RAMALLAH, West Bank (CNS) — Hundreds of Palestinian Catholics in Ramallah and Bethlehem attended special Masses in memory of the more than 50 Iraqis killed in an attack on the Syrian Catholic cathedral in Baghdad and called for protection for Christians in the Middle East.
In Iraq, Christian leaders met with the nation’s prime minister to discuss the problem of security for Christian places of worship.
In front of the altar at Holy Family Parish in Ramallah Nov. 5, members of the Catholic Scouts held signs calling for an end to the massacre in Iraq and the killing of innocents. A sign on one of three flower wreaths propped against the pulpit proclaimed, “To our beloved victims in Iraq, Christians and Muslims.” On the steps of the altar, small lit candles spelled out the words “Iraq” and “Palestine.”
Outside the church, Maral Shatara, 20, painted Iraqi flags and crosses on the faces of young Catholic Scouts.
“This was something very bad, not just because they were Christian but because we are all human beings and no one has the right to take another life. There is no guarantee that it won’t happen here,” she said, referring to the Oct. 31 attacks that left 58 people dead and at least 75 injured.
Shatara said tensions between Muslims and Christians had not escalated to murder.
“I am not afraid, but for sure we have to be careful. Of course I would prefer that there be more security around the church. Most religions feel that Christians are a good target for them. Our society is better than Iraq, but for sure we have fears,” she said.
Father Faysal Hijazen, pastor of Holy Family Parish in Ramallah, read a joint statement from Christian and Muslim residents of Ramallah condemning the attack and calling for respect for human life and places of worship. The statement urged the international community to take action against such attacks.

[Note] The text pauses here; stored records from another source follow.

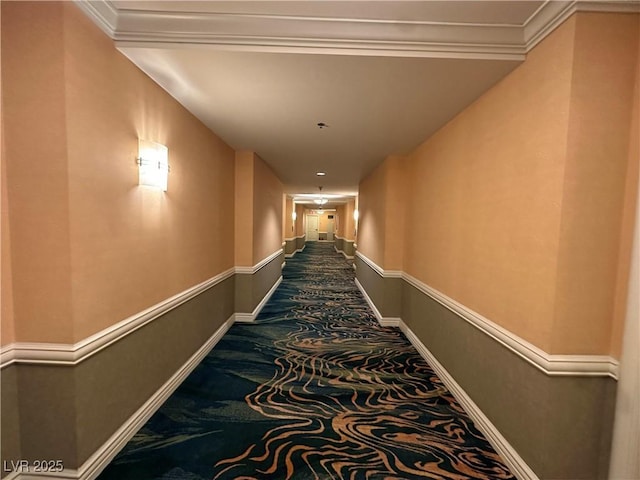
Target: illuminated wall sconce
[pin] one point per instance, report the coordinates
(153, 162)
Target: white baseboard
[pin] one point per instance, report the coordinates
(550, 364)
(511, 458)
(101, 458)
(250, 317)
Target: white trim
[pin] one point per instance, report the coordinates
(72, 354)
(91, 468)
(290, 255)
(338, 35)
(383, 321)
(510, 456)
(260, 264)
(550, 364)
(250, 317)
(552, 14)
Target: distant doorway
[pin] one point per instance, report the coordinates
(330, 228)
(312, 228)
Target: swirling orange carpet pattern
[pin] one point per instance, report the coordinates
(315, 389)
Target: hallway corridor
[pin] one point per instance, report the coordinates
(315, 388)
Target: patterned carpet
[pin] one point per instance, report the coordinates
(315, 389)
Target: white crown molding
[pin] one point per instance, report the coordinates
(514, 461)
(308, 34)
(269, 32)
(553, 13)
(72, 354)
(102, 12)
(260, 264)
(550, 364)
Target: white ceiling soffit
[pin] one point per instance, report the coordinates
(463, 29)
(384, 75)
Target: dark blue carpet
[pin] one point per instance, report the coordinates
(315, 389)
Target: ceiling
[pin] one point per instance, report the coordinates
(382, 75)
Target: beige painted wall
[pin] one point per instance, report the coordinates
(287, 220)
(593, 197)
(371, 223)
(7, 331)
(483, 219)
(90, 247)
(346, 223)
(516, 208)
(244, 178)
(267, 211)
(629, 216)
(300, 226)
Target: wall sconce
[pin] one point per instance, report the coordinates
(153, 162)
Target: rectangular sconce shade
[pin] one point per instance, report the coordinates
(153, 161)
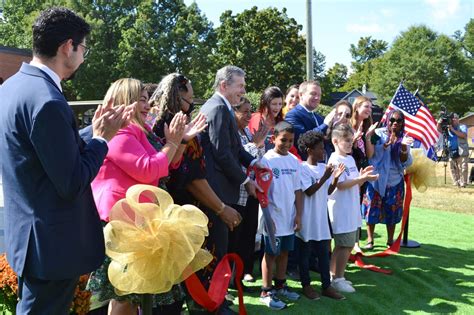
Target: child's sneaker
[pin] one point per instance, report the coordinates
(270, 300)
(341, 285)
(290, 295)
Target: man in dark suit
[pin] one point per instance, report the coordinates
(224, 155)
(52, 230)
(302, 117)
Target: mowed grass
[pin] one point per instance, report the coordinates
(446, 197)
(438, 277)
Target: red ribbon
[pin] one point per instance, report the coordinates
(395, 247)
(213, 298)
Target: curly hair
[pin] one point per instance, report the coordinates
(342, 131)
(359, 100)
(268, 95)
(167, 98)
(309, 140)
(53, 27)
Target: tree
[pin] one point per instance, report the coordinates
(319, 64)
(366, 49)
(333, 81)
(432, 63)
(265, 43)
(146, 39)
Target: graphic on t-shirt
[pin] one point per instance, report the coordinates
(276, 172)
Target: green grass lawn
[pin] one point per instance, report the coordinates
(438, 277)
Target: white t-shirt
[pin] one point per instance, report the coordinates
(286, 171)
(344, 205)
(314, 220)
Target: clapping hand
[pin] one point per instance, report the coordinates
(328, 171)
(407, 140)
(358, 133)
(108, 120)
(337, 171)
(367, 173)
(175, 131)
(196, 126)
(370, 132)
(329, 119)
(391, 140)
(260, 135)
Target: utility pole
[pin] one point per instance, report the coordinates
(309, 43)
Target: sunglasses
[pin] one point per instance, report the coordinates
(347, 115)
(182, 80)
(86, 50)
(191, 104)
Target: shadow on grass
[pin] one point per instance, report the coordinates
(431, 279)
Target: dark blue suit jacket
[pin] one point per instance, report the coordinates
(52, 228)
(223, 151)
(303, 121)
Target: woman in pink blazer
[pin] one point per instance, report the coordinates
(135, 156)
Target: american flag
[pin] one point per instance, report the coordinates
(419, 123)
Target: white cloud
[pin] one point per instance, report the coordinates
(387, 12)
(364, 28)
(443, 9)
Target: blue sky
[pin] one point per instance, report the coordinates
(339, 23)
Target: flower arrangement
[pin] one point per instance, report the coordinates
(9, 287)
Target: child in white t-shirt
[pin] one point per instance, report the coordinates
(285, 203)
(344, 205)
(315, 235)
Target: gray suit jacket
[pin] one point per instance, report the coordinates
(223, 151)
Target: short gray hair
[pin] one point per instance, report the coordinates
(227, 74)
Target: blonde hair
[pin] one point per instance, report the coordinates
(359, 100)
(124, 92)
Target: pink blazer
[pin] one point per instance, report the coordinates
(131, 160)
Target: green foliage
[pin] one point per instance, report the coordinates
(323, 110)
(145, 39)
(332, 81)
(265, 43)
(254, 98)
(366, 49)
(319, 64)
(432, 63)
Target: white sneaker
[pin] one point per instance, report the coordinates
(270, 300)
(342, 286)
(347, 281)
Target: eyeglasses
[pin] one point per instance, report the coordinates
(393, 120)
(191, 104)
(86, 50)
(182, 80)
(347, 115)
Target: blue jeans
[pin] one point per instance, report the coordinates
(321, 250)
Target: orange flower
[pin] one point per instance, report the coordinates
(9, 287)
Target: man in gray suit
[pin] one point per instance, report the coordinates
(224, 155)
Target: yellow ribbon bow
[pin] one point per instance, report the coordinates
(153, 243)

“We are living in a perilous time that is undermining our existence here as well as our religions and our countries,” they said. “We demand the protection of the role of religious worship which has been exposed to vicious attacks in these days by fanatics who have betrayed their religion. It is our duty to turn the eyes of the whole world toward the tragic situation that some of the Christian communities in the Middle East are facing, particularly in Iraq and Egypt. They are burdened with all sorts of hardships, sometimes reaching the point of martyrdom.
“We call for lasting cooperation between Christians and Muslims in our shared struggle against every kind of fundamentalism and violence in the name of religion,” said the statement.
The same day in Baghdad, a delegation of Iraqi Catholics, headed by Cardinal Emmanuel-Karim Delly, Chaldean patriarch, and Syrian Archbishop Athanase Matoka of Baghdad, met with Iraqi Prime Minister Nouri al-Maliki.
The Vatican newspaper, L’Osservatore Romano, said the prime minister asked the bishops to work closely with Iraqi security forces for protection of their churches.
Iraqi Christians returned to the Syrian cathedral for Mass Nov. 7 amid beefed up security. Fides, the news agency of the Vatican’s Congregation for the Evangelization of Peoples, reported that while the church interior had been cleaned, bloodstains were still visible on the walls.
Sources told Fides that people attending the Mass wore black robes as a sign of mourning and carried lit candles to remember those killed. The lit candles were placed in the form of a large cross in the middle of the aisle, next to the names and photos of the dead, Fides reported.
Father Mukhlas Habash, who celebrated the Mass Nov. 7, called on the faithful to pray for the victims and their attackers and recalled Jesus’ commandment to “love your enemies,” the news agency said.
Fides said eyewitnesses heard one of the victims, Father Tha’ir Saad, tell the attackers “Kill me, not this family with children,” as he used his body to shield them.
Vatican Radio reported that Iraqi bishops also looked to the faithful of France for hope, entrusting themselves to the protection and intercession of the church of Our Lady of Lourdes.
“We are in need of your prayer and your moral and fraternal support. Your friendship encourages us to remain in our land, to preserve, and to hope. Without that we feel isolated,” said a message from the Iraqi bishops to the prelates in France.
Elsewhere, Iraqi Christians held silent marches in remembrance of those killed, reported Vatican Radio. The rallies, held in Detroit, Chicago, Las Vegas, Los Angeles, Toronto, London, Cairo, Sydney and other cities, demanded increased protection for Christians in Iraq.
Contributing to this story was Rita Fitch at the Vatican.